A Gaelic View of ‘Wild’ by Roddy Maclean

Warriors of the Word: The World of the Scottish Highlanders by Michael Newton [book, 2009]

Text

‘Rewilding’ is a contested term in the Gàidhealtachd, or the Gaelic speaking areas of the Highlands and Islands. It can strike a discord, especially in those communities where the historical injustices of the Clearances are still felt: today, with more than half of Scotland owned by fewer than 500 people, the Highlands suffers the most concentrated and undemocratic patterns of land ownership in the developed world, with lack of access to housing and fragile local economies.
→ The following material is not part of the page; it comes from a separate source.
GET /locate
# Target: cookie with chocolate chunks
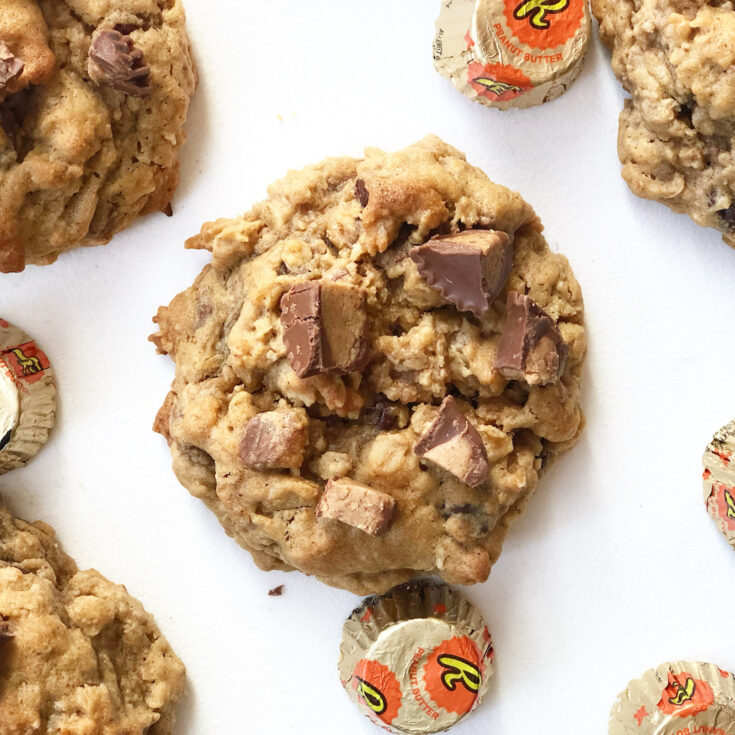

The concept of the ‘Green laird’ is a pejorative term that has made it into mainstream discourse, describing the fear that rewilding projects will perpetuate existing and paternalistic patterns of absentee land ownership with little care or thought for local communities who live nearby.

 

It is possible to approach rewilding through a Gàidhealtachd lens, acknowledging the importance of cultural memory and the profound interdependencies between biological and cultural diversity, or biolinguistic diversity.

 

In Gaelic cosmology and tradition we find an archaic ecological outlook that does not separate human beings from the natural world; in place names we find a toponymy created by people with an intimate knowledge of their environment at a time when ecologies were far richer.

 

Media

A typical uplands view, image: Rewilding Britain

Questions & Provocations

How do we form a framework that takes into account the balance needed between rewilding or other natural conservation efforts, and development, depending on location?